AIMS To define, in a prospective study, the risk of hypoglycaemia—defined as blood glucose concentration < 1.8 mmol/l—in term infants exposed in utero to valproate and to describe the withdrawal symptoms.
METHODS Twenty epileptic women were treated with valproate only during pregnancy and two were treated with valproate and carbamazepine. In the first trimester, the daily median dose of valproate was 1.0 g (range 0.3–4.2) and in the third trimester 1.2 g (range 0.3–4.8).

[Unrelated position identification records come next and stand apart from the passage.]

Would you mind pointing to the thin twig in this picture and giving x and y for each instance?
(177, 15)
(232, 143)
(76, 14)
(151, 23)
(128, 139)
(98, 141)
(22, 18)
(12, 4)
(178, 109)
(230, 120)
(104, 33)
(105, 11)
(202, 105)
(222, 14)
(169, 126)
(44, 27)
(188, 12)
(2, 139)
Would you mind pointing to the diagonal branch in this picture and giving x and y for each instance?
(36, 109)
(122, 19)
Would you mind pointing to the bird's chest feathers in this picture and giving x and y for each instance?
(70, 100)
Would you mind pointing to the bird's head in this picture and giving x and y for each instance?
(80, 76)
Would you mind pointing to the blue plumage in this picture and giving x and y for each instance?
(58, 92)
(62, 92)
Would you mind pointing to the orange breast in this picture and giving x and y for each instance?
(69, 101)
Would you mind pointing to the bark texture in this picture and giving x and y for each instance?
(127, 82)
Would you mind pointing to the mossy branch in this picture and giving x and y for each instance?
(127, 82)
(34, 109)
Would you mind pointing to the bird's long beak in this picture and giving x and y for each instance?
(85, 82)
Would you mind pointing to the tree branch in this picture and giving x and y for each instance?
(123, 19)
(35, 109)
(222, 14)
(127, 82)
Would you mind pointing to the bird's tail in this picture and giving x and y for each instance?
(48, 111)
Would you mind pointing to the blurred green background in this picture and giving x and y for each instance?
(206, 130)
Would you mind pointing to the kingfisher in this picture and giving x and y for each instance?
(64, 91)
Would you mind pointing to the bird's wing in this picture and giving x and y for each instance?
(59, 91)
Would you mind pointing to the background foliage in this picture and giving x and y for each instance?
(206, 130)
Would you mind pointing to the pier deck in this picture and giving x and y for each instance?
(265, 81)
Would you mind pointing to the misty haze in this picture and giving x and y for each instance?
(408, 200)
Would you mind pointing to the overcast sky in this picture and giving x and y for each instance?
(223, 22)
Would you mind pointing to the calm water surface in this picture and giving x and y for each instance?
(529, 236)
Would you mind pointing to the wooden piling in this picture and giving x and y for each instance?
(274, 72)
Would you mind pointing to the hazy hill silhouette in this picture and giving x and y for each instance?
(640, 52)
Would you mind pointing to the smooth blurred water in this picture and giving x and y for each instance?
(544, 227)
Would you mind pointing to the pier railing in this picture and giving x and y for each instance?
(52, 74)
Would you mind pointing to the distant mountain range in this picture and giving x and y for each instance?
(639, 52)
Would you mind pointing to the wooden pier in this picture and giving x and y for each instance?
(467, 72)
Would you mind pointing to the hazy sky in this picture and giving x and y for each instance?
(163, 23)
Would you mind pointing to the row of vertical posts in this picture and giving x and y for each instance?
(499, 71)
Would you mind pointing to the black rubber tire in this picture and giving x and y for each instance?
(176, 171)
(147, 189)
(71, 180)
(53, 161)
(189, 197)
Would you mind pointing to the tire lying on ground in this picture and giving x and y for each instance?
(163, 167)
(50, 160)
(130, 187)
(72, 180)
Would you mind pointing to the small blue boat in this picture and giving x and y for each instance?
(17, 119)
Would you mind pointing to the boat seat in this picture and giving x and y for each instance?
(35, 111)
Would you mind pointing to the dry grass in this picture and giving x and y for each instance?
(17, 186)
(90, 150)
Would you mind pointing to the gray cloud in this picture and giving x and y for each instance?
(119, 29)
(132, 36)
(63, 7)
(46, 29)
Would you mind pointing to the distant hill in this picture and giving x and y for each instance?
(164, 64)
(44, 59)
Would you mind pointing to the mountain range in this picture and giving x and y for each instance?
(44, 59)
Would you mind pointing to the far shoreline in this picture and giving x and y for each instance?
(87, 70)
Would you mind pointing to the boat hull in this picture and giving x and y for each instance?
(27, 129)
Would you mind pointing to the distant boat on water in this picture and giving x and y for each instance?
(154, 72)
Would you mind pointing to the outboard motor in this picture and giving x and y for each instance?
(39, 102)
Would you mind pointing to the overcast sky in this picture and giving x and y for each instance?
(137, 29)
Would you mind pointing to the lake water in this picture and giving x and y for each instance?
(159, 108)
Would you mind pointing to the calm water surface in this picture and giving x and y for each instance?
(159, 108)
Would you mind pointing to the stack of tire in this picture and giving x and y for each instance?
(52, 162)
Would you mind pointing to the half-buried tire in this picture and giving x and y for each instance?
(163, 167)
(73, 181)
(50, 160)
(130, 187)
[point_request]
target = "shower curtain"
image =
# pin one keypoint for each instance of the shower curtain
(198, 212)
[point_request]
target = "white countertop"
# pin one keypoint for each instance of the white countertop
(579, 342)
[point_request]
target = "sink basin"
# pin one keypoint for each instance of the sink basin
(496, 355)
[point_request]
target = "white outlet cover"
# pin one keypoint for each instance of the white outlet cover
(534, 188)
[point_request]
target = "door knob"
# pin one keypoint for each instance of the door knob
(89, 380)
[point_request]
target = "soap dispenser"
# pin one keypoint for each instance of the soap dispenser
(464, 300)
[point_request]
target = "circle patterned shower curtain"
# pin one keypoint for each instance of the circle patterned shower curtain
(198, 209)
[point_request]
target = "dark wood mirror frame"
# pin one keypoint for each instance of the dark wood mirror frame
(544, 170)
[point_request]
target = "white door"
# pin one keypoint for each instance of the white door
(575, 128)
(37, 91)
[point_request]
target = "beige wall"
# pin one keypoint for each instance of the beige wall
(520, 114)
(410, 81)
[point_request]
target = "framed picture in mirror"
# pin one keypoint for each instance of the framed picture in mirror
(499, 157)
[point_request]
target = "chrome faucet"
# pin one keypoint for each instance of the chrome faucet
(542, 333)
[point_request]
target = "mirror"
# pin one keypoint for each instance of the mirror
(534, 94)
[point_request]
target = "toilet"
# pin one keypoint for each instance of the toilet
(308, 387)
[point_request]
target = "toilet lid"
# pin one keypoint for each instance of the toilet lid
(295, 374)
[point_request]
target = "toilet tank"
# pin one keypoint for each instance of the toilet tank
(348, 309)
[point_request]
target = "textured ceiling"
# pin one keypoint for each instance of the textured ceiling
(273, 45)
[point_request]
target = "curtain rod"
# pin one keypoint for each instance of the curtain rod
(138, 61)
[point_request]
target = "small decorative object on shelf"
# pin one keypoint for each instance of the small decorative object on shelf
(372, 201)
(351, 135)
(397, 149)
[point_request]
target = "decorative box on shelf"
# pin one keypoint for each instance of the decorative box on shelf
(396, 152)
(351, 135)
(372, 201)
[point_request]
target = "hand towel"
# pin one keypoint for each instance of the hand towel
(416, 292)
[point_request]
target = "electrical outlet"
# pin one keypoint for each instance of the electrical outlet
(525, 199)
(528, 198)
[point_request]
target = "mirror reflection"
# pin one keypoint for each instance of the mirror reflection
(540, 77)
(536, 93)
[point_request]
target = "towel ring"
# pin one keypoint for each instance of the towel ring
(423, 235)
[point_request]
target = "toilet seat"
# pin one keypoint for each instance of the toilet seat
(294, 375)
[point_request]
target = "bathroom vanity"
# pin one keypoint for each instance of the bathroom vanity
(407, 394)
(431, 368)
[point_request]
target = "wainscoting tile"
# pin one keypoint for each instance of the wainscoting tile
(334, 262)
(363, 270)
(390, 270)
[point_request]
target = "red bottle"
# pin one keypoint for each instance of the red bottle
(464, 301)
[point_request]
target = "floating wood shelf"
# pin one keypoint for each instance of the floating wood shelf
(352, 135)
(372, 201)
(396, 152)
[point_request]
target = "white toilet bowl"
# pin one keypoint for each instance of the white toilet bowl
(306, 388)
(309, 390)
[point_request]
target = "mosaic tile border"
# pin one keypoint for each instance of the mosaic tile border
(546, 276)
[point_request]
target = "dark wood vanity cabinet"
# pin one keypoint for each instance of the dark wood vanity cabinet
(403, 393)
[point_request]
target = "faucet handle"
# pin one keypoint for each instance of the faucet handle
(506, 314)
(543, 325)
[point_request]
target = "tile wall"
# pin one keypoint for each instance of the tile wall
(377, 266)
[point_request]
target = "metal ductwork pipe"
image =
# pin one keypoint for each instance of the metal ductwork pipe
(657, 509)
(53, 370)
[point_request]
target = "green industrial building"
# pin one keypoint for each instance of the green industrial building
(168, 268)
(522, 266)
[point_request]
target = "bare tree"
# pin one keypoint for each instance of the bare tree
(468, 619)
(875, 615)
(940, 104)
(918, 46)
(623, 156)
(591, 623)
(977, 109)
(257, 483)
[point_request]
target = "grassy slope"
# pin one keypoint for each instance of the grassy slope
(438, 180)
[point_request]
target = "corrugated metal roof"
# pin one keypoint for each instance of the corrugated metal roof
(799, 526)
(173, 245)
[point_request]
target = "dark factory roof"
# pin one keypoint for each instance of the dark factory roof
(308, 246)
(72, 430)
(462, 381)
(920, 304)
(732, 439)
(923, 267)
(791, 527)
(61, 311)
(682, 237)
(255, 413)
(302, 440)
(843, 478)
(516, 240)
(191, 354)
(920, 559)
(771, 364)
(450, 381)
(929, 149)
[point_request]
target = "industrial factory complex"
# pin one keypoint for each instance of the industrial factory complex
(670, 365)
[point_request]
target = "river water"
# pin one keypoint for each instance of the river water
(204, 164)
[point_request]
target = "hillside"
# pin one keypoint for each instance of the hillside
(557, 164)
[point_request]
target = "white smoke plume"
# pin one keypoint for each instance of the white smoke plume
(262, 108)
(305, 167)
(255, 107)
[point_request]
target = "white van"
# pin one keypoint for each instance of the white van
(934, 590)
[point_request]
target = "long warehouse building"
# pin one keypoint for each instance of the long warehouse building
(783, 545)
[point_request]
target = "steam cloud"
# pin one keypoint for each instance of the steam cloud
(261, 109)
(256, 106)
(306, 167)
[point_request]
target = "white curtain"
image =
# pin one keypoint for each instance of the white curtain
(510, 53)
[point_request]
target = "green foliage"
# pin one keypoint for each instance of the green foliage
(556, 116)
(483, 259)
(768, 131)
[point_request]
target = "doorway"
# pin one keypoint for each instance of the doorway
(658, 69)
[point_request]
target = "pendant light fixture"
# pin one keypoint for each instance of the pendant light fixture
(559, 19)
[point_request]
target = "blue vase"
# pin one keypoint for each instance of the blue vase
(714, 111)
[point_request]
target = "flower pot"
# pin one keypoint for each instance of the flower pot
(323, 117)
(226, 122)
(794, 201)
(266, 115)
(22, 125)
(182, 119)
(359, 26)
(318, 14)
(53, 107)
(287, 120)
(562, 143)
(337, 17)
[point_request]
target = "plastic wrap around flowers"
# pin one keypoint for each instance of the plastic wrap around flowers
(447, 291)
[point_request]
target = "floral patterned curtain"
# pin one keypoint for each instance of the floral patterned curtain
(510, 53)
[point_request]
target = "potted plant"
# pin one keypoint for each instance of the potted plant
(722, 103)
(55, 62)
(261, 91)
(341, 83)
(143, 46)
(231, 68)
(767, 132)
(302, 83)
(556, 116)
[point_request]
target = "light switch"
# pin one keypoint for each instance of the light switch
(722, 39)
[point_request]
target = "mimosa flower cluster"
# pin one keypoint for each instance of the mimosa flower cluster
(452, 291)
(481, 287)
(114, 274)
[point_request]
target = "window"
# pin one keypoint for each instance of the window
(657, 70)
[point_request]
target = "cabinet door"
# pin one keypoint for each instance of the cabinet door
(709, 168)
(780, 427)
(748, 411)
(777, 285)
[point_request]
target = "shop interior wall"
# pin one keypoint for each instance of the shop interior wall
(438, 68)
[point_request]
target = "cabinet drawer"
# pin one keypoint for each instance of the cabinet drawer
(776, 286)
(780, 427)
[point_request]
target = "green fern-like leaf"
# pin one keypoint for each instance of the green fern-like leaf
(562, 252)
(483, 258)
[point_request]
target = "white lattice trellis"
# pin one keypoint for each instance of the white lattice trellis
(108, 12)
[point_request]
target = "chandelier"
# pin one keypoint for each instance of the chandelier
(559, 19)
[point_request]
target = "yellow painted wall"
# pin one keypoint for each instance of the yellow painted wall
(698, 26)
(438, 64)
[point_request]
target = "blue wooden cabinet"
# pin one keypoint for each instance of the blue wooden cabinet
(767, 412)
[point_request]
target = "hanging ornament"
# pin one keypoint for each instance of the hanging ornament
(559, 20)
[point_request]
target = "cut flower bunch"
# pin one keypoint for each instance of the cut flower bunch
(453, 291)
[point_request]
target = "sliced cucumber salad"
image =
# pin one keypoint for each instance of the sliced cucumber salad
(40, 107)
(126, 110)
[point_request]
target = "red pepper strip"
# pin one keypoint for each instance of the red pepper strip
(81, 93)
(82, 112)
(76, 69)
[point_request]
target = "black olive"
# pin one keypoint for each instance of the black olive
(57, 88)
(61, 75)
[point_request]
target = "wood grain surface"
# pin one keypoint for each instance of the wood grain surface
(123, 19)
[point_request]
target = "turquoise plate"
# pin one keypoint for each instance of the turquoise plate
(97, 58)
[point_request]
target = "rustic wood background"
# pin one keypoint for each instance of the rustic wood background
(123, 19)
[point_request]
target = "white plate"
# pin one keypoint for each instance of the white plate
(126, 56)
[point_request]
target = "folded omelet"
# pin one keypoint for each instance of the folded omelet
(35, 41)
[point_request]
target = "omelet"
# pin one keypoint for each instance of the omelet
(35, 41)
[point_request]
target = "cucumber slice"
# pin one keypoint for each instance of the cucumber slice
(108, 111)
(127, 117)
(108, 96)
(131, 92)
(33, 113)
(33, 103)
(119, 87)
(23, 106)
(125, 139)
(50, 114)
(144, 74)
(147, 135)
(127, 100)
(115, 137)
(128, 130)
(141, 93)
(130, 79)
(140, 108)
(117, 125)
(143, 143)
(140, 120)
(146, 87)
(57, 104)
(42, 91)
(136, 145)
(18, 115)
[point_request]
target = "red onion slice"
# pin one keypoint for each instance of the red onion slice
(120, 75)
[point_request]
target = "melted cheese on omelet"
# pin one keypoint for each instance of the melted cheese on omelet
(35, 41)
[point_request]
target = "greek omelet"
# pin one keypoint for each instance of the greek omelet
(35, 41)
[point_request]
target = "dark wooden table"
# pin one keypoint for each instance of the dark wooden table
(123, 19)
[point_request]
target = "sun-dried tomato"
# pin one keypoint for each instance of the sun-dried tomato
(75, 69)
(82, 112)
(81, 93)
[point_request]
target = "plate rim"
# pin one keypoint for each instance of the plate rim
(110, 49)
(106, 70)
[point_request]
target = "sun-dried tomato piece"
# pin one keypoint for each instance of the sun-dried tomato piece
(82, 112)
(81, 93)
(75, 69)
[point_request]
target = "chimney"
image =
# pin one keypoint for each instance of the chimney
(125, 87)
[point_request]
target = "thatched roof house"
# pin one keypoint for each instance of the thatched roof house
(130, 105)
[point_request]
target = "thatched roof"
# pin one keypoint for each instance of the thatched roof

RESULTS Thirteen of the 22 infants became hypoglycaemic. One infant had eight episodes of hypoglycaemia, one had three episodes, two had two episodes, and nine had one episode each. The lowest blood glucose concentration was 1.0 mmol/l. All episodes were asymptomatic. The maternal mean plasma concentration of total valproate during the third trimester correlated negatively with blood glucose concentration one hour after delivery (p < 0.0003) and with the development of hypoglycaemia (p < 0.0001). There was no evidence for hyperinsulinaemia as the cause of hypoglycaemia. Ten infants developed withdrawal symptoms, which correlated positively with the mean dose of valproate in the third trimester and the concentration of the free fraction of valproate in maternal plasma at delivery (p < 0.02).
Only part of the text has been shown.